# Cat safe aquascape?



## James Burcham (6 Jun 2019)

So I am struggling with the idea that I might have to have a lid made for my scape

Does anyone know if the scape water would be harmful if my cat got into it or if he would contaminate the tank?


----------



## Jayefc1 (6 Jun 2019)

Guess it depends on how much of him got in to it 
And no it won't harm him my ragdoll used to drink out of the tank instead of a stupid water fountain we brought him 
Cheers 
Jay


----------



## The Accidental Aquascaper (6 Jun 2019)

My cat has never shown any interest in other animals at all, let alone the fish. People still think she's a kitten, but she chases everything away including fully grown foxes. I'll like to see what she would do if the fox stood it's ground. Having said that, she's pretty tough. Bitten by a dog, run over by a moped and a car and she still thinks she's the bees knees.

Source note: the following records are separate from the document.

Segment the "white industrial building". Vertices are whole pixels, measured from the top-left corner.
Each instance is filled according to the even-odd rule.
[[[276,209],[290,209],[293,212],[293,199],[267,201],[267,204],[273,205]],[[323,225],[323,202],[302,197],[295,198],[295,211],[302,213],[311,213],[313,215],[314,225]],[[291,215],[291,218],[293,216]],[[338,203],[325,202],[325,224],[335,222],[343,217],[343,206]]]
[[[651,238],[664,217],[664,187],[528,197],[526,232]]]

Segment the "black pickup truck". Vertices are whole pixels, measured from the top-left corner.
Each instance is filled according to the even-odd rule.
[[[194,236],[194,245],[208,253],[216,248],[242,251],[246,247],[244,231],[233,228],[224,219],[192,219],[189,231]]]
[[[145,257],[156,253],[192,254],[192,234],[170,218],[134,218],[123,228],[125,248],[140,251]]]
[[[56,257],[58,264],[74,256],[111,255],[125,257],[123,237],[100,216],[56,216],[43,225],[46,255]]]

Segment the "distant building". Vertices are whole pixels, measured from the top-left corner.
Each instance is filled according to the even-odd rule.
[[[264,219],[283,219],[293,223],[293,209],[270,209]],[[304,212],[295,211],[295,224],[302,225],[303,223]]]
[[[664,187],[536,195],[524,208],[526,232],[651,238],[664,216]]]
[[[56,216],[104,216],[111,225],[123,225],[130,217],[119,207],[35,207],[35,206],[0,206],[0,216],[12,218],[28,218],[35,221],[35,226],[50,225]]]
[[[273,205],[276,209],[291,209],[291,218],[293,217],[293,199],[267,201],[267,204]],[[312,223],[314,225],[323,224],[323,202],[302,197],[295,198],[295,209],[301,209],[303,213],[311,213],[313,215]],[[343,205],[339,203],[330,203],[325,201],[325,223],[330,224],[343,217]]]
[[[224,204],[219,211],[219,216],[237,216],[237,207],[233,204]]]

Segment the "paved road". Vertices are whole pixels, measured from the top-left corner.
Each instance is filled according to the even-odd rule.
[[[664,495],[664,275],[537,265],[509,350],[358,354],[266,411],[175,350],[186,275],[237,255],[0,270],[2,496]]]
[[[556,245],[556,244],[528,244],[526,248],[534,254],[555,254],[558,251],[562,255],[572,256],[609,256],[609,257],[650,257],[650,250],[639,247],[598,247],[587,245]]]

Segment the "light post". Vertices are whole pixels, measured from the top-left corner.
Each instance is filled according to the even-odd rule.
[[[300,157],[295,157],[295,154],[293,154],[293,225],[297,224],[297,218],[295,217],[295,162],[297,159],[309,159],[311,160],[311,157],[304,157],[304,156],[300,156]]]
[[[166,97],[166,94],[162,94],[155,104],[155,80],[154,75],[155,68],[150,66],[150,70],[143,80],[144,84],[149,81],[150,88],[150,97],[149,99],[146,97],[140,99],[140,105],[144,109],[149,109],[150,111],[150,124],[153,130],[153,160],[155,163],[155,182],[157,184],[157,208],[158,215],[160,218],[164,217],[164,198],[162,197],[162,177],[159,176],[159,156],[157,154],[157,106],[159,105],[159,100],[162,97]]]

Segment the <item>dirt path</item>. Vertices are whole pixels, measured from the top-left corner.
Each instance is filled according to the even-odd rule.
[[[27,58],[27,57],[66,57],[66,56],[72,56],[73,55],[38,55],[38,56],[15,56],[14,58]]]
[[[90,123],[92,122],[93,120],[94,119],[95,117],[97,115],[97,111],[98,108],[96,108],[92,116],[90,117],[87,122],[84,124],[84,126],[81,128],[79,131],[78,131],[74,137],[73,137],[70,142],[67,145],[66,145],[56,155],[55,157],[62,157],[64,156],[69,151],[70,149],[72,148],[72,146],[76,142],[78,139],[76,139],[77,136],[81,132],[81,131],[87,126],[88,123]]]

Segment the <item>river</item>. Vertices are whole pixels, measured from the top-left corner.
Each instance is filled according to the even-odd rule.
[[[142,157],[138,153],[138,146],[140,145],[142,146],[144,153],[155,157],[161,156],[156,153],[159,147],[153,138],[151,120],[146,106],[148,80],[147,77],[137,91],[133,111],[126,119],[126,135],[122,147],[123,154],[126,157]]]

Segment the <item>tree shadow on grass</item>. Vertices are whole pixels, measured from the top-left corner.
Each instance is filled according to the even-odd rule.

I'm glad we had good pet insurance.
Cat's aye, you gotta love em!

Here's the little scamp.


----------



## Aqua sobriquet (6 Jun 2019)

I’ve got Cats and I’d rather not risk it, simple to put a lid on.


----------



## Jayefc1 (6 Jun 2019)

She is a cool cat


----------



## James Burcham (6 Jun 2019)

Simple but expensive and unappealing.


----------



## Jayefc1 (6 Jun 2019)

Here my cat he is a beast but loves to lay on the arm of the chair watching the fish till he falls asleep and the falls of the arm


----------



## dw1305 (7 Jun 2019)

Hi all,





James Burcham said:


> So I am struggling with the idea that I might have to have a lid made for my scape


I eventually had to get better lids for my tanks, after some <"light diffuser issues">.

cheers Darrel


----------



## zozo (7 Jun 2019)

I'm was and am surrounded by cats the biggest part of my life. And from childhood till today always playing with water parties, aqauriums, ponds, tubs, outdoor and indoor.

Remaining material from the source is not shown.